An African American man aged 69 years presented to the emergency department (ED) with generalized weakness, fatigue, and lower extremities muscle weakness. He reported a 40-lb weight loss over the past 3 months, intermittent lower back pain, and a 50 pack-year smoking history. A physical examination suggested clinical signs of dehydration.
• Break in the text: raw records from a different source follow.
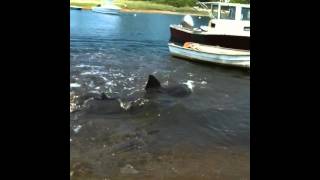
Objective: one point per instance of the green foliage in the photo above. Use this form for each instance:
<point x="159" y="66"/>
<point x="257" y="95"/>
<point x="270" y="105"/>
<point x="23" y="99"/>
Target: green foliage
<point x="175" y="3"/>
<point x="240" y="1"/>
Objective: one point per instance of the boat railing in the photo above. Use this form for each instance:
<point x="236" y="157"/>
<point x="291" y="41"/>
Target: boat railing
<point x="209" y="7"/>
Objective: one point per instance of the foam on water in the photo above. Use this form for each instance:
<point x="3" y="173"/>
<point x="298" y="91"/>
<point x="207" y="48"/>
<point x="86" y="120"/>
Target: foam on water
<point x="75" y="85"/>
<point x="190" y="84"/>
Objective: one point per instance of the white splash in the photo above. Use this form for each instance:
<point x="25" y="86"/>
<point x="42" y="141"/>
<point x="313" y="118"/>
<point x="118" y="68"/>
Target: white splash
<point x="77" y="128"/>
<point x="125" y="105"/>
<point x="203" y="82"/>
<point x="130" y="78"/>
<point x="75" y="85"/>
<point x="190" y="84"/>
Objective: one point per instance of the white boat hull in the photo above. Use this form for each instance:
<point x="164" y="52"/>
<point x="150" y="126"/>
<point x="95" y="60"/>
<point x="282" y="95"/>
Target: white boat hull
<point x="217" y="55"/>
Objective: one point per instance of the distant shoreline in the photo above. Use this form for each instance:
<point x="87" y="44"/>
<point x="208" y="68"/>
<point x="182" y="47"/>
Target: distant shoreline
<point x="159" y="12"/>
<point x="151" y="11"/>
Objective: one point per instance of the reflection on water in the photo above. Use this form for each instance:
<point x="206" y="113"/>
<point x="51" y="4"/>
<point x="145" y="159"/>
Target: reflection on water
<point x="133" y="136"/>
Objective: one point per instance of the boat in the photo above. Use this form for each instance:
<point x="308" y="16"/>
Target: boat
<point x="76" y="7"/>
<point x="226" y="39"/>
<point x="212" y="54"/>
<point x="107" y="8"/>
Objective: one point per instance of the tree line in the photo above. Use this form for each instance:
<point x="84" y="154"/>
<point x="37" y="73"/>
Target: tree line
<point x="183" y="3"/>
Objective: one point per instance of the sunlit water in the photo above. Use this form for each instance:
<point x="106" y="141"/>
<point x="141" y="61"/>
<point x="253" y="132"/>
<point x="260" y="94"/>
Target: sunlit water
<point x="203" y="136"/>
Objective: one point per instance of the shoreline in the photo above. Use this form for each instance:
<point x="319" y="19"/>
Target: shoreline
<point x="150" y="11"/>
<point x="159" y="12"/>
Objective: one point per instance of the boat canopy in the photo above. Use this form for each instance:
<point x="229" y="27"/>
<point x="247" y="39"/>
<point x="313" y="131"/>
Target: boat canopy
<point x="227" y="11"/>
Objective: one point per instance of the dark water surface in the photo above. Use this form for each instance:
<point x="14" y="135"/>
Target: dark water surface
<point x="202" y="136"/>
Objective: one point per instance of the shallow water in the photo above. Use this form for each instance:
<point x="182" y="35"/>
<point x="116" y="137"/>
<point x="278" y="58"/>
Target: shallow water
<point x="202" y="136"/>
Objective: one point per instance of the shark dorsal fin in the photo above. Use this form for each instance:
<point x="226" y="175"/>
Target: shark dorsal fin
<point x="152" y="83"/>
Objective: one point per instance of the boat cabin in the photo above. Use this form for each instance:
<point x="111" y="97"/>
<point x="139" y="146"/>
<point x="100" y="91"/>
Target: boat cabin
<point x="228" y="18"/>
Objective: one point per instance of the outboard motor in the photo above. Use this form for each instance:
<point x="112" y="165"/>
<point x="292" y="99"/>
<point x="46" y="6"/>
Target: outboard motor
<point x="187" y="22"/>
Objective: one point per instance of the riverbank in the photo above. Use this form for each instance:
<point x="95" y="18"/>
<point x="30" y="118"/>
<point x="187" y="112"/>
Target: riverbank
<point x="141" y="7"/>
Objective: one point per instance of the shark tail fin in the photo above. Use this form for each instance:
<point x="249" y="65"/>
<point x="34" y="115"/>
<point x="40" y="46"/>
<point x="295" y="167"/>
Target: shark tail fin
<point x="152" y="83"/>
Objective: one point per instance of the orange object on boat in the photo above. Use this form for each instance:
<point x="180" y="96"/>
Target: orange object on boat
<point x="187" y="45"/>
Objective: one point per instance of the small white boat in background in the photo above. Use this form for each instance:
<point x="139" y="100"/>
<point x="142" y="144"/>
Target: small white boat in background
<point x="107" y="8"/>
<point x="226" y="39"/>
<point x="75" y="7"/>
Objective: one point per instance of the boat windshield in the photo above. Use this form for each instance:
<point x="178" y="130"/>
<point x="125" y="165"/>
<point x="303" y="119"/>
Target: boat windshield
<point x="245" y="14"/>
<point x="228" y="12"/>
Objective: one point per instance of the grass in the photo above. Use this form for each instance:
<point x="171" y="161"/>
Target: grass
<point x="84" y="4"/>
<point x="146" y="5"/>
<point x="138" y="5"/>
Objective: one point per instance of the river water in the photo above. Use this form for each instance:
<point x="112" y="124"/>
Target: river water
<point x="205" y="135"/>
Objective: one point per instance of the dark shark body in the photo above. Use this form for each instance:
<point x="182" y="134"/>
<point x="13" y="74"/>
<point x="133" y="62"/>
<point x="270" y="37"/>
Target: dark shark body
<point x="154" y="86"/>
<point x="100" y="104"/>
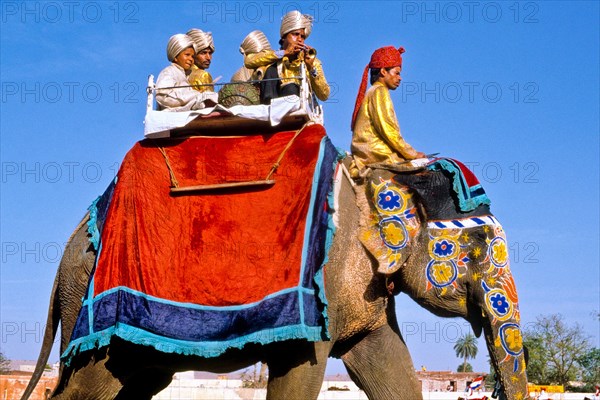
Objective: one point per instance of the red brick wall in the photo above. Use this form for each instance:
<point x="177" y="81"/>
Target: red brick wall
<point x="13" y="386"/>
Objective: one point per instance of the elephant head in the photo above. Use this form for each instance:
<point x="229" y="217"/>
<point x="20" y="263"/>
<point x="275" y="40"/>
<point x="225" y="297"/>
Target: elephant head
<point x="452" y="267"/>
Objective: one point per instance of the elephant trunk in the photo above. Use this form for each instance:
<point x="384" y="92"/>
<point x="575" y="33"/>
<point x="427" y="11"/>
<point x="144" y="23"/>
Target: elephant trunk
<point x="505" y="346"/>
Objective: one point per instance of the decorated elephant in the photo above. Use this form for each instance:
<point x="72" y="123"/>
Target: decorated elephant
<point x="452" y="267"/>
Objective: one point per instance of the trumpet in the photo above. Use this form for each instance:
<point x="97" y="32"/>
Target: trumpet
<point x="310" y="52"/>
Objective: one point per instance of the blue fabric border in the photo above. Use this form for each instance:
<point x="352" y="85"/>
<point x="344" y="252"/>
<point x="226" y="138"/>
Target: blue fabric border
<point x="469" y="198"/>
Laboratory test results indicated hypercalcemia, macrocytic anemia, and thrombocytopenia: calcium 15.8 mg/dL, serum albumin 4.1 mg/dL, alkaline phosphatase 139 μ/L, blood urea nitrogen 55 mg/dL, creatinine 3.4 mg/dL (baseline 1.4-1.5 mg/dL), hemoglobin 8 g/dL, mean corpuscular volume 99.6 fL, and platelets 100,000/μL. The patient was admitted for hypercalcemia. His intact parathyroid hormone (iPTH) was suppressed at 16 pg/mL, phosphorous was 3.8 mg/dL, parathyroid hormone-related peptide (PTHrP) was < 0.74 pmol/L, vitamin D (25 hydroxy cholecalciferol) was mildly decreased at 17.2 ng/mL, and 1,25 dihydroxy cholecalciferol (calcitriol) was < 5.0 (normal range 20-79.3 pg/mL).
A computed tomography (CT) scan of the chest and abdomen was taken due to the patient’s heavy smoking history, an incidentally detected right lung base nodule on chest X-ray, and hypercalcemia. The CT scan showed multiple right middle lobe lung nodules with and without calcifications and calcified right hilar lymph nodes (Figure 1).
To evaluate the pancytopenia, a bone marrow biopsy was done, which showed that 80 to 90% of the marrow space was replaced by fibrosis and metastatic malignancy. Trilinear hematopoiesis was not seen (Figure 2). The tumor cells were positive for prostate- specific membrane antigen (PSMA) and negative for cytokeratin 7 and 20 (CK7 and CK20). 4 The former is a membrane protein expressed on prostate tissues, including cancer; the latter is a form of protein used to identify adenocarcinoma of unknown primary origin (CK7 usually found in primary/ metastatic lung adenocarcinoma and CK20 usually in primary and some metastatic diseases of colon adenocarcinoma). 5 A prostatic specific antigen (PSA) test was markedly elevated: 335.94 ng/mL (1.46 ng/mL on a previous 2011 test).